Incidentally, not a single Oxford-AZ vaccine has been administered in the USA. CNN reported two weeks ago that government advisors did not foresee the Oxford-AZ vaccine being used at all.
Joe Biden’s arrival in office coincides with a shortage of semiconductors (computer chips) and rare earth minerals – both of which are essential in the manufacture of high-tech products such as cell phones or fighter jets. Honda (TYO:7267) shut down five plants in the USA and one in the UK (Swindon) in February due to component shortages. General Motors (NYSE:GM) has warned that such outages threaten its bottom line. As I write, JLR has announced that it is suspending production in the UK for the same reason. Both issues have focused a light on the USA’s unhealthy reliance on China to keep its factories running.

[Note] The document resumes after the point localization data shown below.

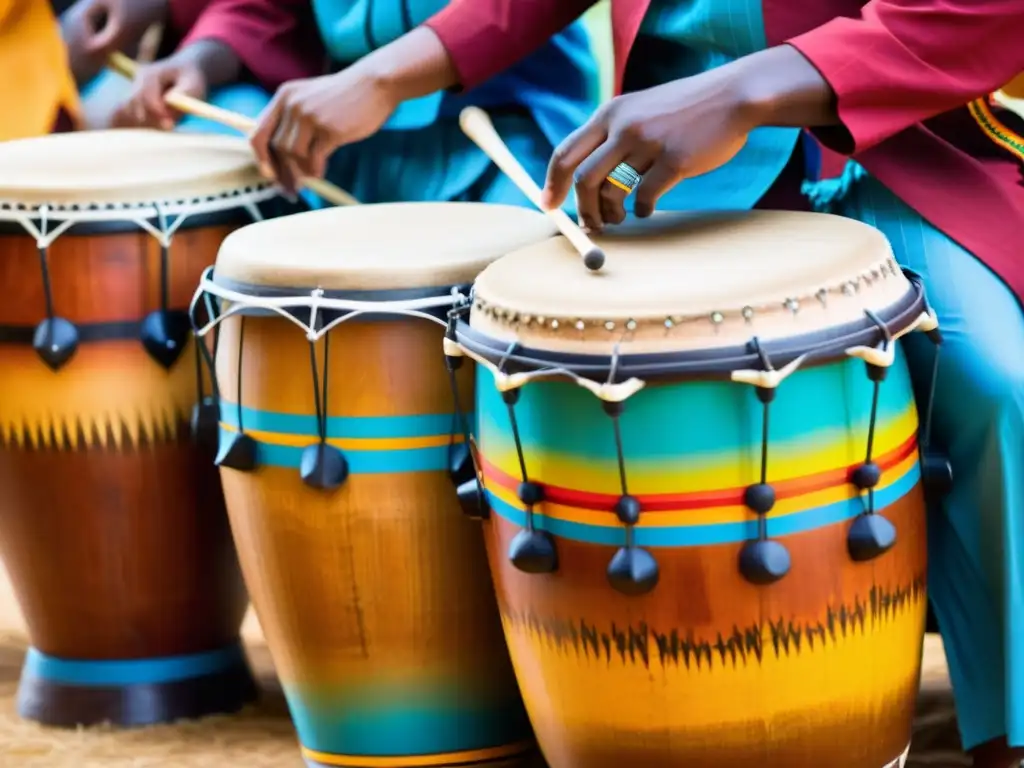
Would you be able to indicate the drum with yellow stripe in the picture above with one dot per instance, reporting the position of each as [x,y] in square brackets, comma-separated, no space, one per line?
[338,444]
[704,500]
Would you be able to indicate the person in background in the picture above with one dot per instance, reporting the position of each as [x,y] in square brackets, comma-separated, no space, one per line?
[37,90]
[419,153]
[95,29]
[736,103]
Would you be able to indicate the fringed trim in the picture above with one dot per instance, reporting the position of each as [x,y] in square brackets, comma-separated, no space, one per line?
[825,194]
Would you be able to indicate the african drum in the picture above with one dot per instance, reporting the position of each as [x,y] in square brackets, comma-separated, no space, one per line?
[707,524]
[338,445]
[112,520]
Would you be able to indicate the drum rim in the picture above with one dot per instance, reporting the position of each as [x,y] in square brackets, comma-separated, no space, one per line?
[302,295]
[816,346]
[86,218]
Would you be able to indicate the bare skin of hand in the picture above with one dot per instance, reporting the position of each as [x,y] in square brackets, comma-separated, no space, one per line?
[309,119]
[682,129]
[192,71]
[94,29]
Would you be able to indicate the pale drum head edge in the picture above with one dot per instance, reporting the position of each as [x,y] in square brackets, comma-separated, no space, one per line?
[124,167]
[388,246]
[681,282]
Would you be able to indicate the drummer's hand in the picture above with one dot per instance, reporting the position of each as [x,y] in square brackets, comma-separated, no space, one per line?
[94,29]
[309,119]
[684,128]
[146,108]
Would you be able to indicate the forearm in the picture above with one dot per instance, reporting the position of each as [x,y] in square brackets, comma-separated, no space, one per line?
[903,61]
[413,66]
[779,87]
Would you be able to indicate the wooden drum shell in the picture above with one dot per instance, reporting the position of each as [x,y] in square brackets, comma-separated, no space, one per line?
[375,596]
[112,519]
[708,670]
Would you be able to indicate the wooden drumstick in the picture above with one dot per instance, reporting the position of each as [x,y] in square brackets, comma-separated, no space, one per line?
[197,108]
[477,126]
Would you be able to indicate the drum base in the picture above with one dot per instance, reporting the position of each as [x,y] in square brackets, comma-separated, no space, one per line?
[512,756]
[70,693]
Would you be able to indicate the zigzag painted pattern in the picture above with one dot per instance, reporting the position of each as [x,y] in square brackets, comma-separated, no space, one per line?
[109,396]
[736,646]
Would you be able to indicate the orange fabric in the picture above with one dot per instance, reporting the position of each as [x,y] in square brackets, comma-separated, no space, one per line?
[36,82]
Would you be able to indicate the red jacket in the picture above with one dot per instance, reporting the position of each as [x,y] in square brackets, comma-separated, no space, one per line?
[902,71]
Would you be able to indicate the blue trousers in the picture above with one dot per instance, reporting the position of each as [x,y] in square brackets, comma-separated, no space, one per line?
[976,534]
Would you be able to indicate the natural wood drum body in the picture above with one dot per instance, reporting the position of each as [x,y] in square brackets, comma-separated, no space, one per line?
[112,518]
[374,596]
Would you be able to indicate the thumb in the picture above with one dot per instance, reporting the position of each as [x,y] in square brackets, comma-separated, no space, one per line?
[102,28]
[192,83]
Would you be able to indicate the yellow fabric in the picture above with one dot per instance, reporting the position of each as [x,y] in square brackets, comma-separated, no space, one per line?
[36,80]
[1015,88]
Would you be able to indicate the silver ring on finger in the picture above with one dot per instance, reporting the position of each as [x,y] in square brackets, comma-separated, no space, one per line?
[626,177]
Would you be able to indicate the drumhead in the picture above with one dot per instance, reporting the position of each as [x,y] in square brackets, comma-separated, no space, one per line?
[123,168]
[387,247]
[679,283]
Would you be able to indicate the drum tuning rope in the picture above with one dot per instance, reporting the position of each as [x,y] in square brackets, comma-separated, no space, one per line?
[55,339]
[531,551]
[938,475]
[206,413]
[469,489]
[633,570]
[871,535]
[239,451]
[323,466]
[764,561]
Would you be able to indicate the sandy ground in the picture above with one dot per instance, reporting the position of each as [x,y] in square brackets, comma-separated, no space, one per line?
[262,736]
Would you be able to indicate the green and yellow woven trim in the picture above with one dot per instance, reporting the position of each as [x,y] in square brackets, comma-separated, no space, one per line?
[995,129]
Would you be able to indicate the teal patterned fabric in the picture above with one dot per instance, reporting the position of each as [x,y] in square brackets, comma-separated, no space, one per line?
[422,154]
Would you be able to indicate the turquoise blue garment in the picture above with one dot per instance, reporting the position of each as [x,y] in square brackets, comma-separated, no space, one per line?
[976,537]
[682,38]
[422,154]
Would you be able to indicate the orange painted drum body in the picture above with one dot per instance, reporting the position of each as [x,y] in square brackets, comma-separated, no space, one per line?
[338,446]
[687,570]
[112,519]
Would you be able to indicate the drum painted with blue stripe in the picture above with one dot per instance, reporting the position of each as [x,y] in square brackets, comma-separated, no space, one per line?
[113,525]
[701,466]
[338,444]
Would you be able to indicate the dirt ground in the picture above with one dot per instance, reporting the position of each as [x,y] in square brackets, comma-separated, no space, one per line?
[262,736]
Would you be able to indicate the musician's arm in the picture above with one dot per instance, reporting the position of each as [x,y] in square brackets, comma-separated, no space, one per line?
[902,61]
[274,40]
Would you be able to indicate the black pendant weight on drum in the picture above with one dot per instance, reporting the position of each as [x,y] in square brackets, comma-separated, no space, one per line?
[633,570]
[871,535]
[55,339]
[462,463]
[762,560]
[322,466]
[165,332]
[531,551]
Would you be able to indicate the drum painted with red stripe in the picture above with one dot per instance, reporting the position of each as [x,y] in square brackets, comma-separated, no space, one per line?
[700,562]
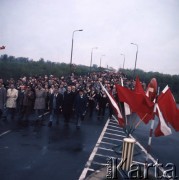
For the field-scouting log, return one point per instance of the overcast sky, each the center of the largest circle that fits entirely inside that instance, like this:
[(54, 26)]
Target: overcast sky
[(43, 29)]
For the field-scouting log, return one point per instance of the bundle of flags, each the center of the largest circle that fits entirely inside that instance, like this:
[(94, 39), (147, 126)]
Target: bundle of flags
[(147, 104), (2, 47)]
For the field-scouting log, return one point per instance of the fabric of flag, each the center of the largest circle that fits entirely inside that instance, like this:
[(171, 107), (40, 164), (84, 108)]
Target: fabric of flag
[(138, 102), (168, 107), (162, 128), (152, 89), (145, 117), (115, 106), (2, 47)]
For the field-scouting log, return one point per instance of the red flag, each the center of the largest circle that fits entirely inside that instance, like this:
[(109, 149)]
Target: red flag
[(169, 108), (162, 129), (145, 117), (138, 102), (115, 106), (138, 87)]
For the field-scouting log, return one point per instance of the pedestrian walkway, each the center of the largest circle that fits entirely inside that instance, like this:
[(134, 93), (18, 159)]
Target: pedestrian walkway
[(111, 136), (105, 150)]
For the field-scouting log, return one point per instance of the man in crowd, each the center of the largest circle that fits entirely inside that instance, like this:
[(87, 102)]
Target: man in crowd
[(80, 106), (39, 105), (68, 101), (12, 95), (55, 105), (27, 104), (2, 98)]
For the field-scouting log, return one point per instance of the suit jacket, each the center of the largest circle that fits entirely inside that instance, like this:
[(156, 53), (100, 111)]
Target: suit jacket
[(80, 104), (2, 97), (58, 101), (68, 101)]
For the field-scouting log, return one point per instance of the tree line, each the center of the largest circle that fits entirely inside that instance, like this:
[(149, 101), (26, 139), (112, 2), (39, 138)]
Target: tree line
[(16, 67)]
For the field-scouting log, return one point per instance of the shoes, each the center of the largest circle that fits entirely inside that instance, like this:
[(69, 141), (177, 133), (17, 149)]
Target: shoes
[(50, 124)]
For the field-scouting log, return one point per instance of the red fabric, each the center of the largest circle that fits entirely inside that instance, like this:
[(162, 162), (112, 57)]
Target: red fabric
[(146, 117), (137, 101), (115, 107), (169, 108), (162, 128), (158, 131), (2, 47)]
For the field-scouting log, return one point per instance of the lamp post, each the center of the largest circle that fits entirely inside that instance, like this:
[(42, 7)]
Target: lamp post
[(124, 59), (135, 58), (2, 47), (101, 60), (72, 49), (92, 57)]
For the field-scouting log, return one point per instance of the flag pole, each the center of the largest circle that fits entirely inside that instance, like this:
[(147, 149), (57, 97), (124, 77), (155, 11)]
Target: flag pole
[(150, 135)]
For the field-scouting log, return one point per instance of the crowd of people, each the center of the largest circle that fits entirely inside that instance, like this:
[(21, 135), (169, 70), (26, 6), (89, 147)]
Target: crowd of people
[(70, 96)]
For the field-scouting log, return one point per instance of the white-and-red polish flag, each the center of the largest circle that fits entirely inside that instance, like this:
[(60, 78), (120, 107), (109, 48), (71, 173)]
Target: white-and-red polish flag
[(115, 106), (138, 102), (146, 117), (2, 47), (162, 128), (168, 107)]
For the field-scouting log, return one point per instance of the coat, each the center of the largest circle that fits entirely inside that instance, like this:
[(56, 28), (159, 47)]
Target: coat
[(40, 95), (12, 95), (80, 104), (58, 104), (68, 101), (2, 97)]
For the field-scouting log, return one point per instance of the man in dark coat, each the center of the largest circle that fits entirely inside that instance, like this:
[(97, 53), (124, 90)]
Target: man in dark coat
[(2, 98), (55, 105), (27, 104), (80, 105), (67, 107)]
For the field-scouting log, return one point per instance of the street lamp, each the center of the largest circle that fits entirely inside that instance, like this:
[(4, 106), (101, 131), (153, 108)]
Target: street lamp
[(101, 59), (135, 58), (124, 59), (92, 57), (2, 47), (72, 49)]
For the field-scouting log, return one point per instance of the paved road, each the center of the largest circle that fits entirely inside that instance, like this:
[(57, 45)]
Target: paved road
[(40, 152)]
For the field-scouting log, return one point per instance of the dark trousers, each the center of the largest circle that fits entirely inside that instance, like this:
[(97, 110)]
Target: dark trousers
[(11, 112)]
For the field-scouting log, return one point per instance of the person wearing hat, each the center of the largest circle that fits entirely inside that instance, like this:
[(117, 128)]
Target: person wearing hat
[(2, 98), (11, 104), (55, 105), (80, 106), (27, 104)]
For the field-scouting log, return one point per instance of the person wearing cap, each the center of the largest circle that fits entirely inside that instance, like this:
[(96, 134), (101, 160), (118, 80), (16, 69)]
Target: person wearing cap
[(2, 98), (55, 106), (39, 105), (80, 106), (27, 104), (67, 107), (12, 95)]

The value of semiconductors manufactured in China has risen fourfold since 2010, according to IC Insights. Since 1990, the US’s share of global semiconductor production has slumped from 37 percent to just 12 percent today. In recent years the key supplier of semiconductors to the US apart from China has been Taiwan – notably TSMC (NYSE:TSM). This means that any increased hostility on China’s part towards Taiwan will gain additional traction in Washington.
In terms of rare earth minerals, we are now seeing a pivot away from China towards Australia, which has yet untapped reserves of rare earth minerals. Australia is already an important intelligence partner given its involvement in the Five Eyes and an increasingly important military partner given its inclusion in the Quartet (USA, Japan, India and Australia).
In so far as Russia is concerned, Mr Putin in his 21st year as Russian president looks more unpredictable than his earlier incarnations. He is getting less risk-averse and more intolerant of opposition. The Russians are amongst the best educated and most sophisticated people in the world; but, unfortunately, they are increasingly divorced from their leadership.
As well as the threats posed by a more aggressive China, and a Russia engaged in asymmetrical warfare, Mr Biden must deal with the Islamic Republic of Iran. His approach is to revive President Obama’s ill-fated nuclear deal, even if the threat posed by Iran towards Israel has if anything exacerbated since the Obama years. Iran has already notified the International Atomic Energy Agency (IAEA) that it wants to start processing nuclear fuels.
All told, geopolitical risks are rising rapidly.
An unknown quantity
Biden afficionados claim that Mr Biden is a new Franklin Delano Roosevelt. His detractors think there is no comparison. Even those who back him admit he is frail and often croaky. His delivery is halting. Sometimes he looks bewildered. His minders don’t allow him out much. He didn’t give a formal press conference until 25 March – after 64 days in office. He hasn’t been abroad yet.
For all that, his administration is buzzing. The initiatives keep on coming. On Thursday, Mr Biden announced a radical new target that America will halve its carbon emissions by 2030 (relative to 2005). I’ll examine soon how feasible that is – will Americans ever forego the tumble dryer and dry their washing on a line as Brits do? Fat chance.
A good leader is a catalyst – if he or she gets things done, we laud them, even if they are personally lacklustre. One of the most transformative leaders of the UK was Clement Attlee (PM 1945-51) whom Winston Churchill described as a sheep in sheep’s clothing. Mr Biden may yet prove a catalyst for beneficial change. And he might fall flat on his face. But for now at least, the equity markets are sanguine.